The examples for 过犹不及 deliberately cover study balance, education balance, meaning boundary, usage boundary, misuse boundary because a learner needs more than one successful sentence before the phrase becomes usable. Read the Chinese sentence, then explain in plain English why this phrase is more precise than a simple adjective or loose translation. A strong example names the context, shows the evidence, and makes the tone visible.
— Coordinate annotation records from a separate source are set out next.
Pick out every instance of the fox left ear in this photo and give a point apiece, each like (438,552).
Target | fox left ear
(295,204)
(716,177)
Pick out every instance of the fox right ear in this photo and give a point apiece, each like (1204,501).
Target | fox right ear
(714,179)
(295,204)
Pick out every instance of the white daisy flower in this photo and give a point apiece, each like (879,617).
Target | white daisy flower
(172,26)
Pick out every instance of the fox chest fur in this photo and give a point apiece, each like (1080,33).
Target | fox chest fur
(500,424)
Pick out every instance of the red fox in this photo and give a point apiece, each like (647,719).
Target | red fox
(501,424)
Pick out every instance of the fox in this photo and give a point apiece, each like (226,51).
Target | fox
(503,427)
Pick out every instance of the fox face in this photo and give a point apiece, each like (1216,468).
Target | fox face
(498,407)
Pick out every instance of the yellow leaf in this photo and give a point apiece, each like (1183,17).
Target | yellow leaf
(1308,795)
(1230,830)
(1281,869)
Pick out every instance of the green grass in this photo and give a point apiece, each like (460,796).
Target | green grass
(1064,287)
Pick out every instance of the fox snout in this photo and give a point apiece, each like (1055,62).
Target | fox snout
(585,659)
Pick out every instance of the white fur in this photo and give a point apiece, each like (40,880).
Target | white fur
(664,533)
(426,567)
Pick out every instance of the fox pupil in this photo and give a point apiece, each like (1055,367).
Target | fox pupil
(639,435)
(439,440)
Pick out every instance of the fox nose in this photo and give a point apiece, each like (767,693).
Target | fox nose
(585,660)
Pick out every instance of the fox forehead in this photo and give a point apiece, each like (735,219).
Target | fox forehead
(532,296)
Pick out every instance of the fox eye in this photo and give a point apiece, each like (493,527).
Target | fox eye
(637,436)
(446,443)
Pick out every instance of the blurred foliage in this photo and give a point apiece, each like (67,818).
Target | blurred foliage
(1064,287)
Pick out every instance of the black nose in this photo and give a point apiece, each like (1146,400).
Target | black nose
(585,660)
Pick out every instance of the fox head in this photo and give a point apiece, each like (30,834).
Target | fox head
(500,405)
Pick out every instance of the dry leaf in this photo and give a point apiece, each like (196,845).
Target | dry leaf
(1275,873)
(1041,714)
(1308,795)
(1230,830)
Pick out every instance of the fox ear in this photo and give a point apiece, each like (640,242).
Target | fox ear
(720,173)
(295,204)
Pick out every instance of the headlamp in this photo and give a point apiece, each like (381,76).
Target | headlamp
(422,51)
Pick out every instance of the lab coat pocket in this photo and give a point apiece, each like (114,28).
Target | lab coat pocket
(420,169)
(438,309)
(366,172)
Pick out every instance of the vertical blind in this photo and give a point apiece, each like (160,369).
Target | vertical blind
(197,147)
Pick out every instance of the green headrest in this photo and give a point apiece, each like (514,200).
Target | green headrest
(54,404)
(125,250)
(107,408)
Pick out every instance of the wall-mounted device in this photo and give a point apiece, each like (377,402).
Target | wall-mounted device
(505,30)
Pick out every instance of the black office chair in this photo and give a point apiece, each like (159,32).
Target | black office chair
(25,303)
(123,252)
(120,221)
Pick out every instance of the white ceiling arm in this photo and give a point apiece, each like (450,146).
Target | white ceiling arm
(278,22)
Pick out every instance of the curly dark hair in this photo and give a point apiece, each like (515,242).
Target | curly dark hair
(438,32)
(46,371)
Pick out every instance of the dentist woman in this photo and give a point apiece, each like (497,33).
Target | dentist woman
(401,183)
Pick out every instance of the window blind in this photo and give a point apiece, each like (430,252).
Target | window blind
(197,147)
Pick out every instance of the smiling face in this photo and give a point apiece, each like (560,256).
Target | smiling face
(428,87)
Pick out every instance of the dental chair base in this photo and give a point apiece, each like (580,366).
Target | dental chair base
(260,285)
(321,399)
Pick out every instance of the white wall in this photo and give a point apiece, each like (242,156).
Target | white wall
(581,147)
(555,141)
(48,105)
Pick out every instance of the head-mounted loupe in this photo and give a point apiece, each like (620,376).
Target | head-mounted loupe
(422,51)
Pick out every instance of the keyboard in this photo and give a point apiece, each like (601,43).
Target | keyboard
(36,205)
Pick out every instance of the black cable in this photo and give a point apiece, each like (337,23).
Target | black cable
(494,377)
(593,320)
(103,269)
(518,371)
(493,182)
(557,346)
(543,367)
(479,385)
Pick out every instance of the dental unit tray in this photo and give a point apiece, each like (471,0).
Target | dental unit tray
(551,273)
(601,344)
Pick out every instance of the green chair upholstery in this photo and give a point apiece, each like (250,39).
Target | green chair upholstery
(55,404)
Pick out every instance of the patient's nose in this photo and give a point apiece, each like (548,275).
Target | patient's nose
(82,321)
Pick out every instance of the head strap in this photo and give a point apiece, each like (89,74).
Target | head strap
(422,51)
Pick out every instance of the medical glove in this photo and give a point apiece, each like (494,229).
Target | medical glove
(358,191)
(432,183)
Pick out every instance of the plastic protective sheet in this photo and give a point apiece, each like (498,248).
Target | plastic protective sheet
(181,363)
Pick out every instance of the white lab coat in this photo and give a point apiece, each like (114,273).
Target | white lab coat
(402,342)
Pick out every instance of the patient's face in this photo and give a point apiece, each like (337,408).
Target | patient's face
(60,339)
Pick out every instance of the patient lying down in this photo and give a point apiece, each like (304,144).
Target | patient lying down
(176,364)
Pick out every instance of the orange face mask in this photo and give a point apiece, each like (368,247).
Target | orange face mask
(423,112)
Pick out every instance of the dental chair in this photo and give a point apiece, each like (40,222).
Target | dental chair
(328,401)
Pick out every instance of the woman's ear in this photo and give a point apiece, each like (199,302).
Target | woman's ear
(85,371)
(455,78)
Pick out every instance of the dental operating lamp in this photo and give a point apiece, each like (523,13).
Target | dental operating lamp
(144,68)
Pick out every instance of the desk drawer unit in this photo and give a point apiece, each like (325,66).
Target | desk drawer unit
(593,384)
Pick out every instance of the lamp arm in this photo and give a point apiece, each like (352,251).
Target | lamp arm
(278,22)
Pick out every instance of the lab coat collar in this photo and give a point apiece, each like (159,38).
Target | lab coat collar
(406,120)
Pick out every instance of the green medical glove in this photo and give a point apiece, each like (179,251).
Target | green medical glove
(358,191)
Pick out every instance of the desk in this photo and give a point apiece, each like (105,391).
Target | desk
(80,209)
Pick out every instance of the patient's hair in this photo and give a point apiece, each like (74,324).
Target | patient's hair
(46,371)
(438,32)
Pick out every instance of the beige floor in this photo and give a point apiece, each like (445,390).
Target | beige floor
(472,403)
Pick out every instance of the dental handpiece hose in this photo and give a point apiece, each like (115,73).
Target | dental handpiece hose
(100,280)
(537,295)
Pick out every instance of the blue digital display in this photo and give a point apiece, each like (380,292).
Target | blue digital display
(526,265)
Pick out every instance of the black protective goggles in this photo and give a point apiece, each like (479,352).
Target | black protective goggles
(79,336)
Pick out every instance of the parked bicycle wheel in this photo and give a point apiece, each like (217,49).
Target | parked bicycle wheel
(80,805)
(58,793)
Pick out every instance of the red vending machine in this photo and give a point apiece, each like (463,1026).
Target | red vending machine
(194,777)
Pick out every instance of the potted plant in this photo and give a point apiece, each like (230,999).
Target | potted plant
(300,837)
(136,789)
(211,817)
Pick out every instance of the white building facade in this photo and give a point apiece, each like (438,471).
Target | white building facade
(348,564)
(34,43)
A weak example merely places the chengyu near a related topic. This habit prevents a common error: remembering the literal image but forgetting the social judgment carried by the phrase. When the example feels forced, return to the meaning line and choose a plainer wording.

Comparison boundary

Before using 过犹不及, compare it with 物极必反 and 刚柔并济 and, when possible, with 一丝不苟 and 滴水不漏. The comparison is not a synonym game. Nearby chengyu often share effort, caution, wisdom, or evaluation as a topic, while differing in cause, timing, and emotional force. A good learner sentence can explain why the rejected phrase fails. If that explanation is impossible, the chosen idiom is probably too loose. This is also the cleanest internal-link reason: the next page exists because it helps the reader reject a tempting but wrong choice. The comparison should leave a reusable rule, not merely another link to click.

Wrong-use trigger

过犹不及 should be rejected when the sentence lacks an object, hides the reason for the judgment, or uses the idiom only because it sounds literary. The safest correction is to rewrite the sentence in plain English first, then add the chengyu only if it sharpens the meaning. If the tone becomes unfair, choose a gentler nearby phrase. If the source image is memorable but the modern object does not match, use the story only as background and do not force the idiom into the sentence. This wrong-use trigger is what keeps the entry from becoming a long but vague dictionary page.

Source synthesis note

过犹不及 uses public references as checkpoints rather than as a structure to copy. One source may help with the headword, another with a story or image, and another with English translation range. The page then rebuilds those checks into its own learner order: short answer, label, examples, misuse, collocation, guide, story, and practice. This matters because a single-source paraphrase would give readers a familiar-looking article but not a better learning tool. The editorial value here is the decision path: what to use, what not to use, what to compare, and how to test the phrase in a new sentence.

Practice This Decision

Answer a focused quiz question, then come back to the examples and misuse clinic if the near phrase feels tempting.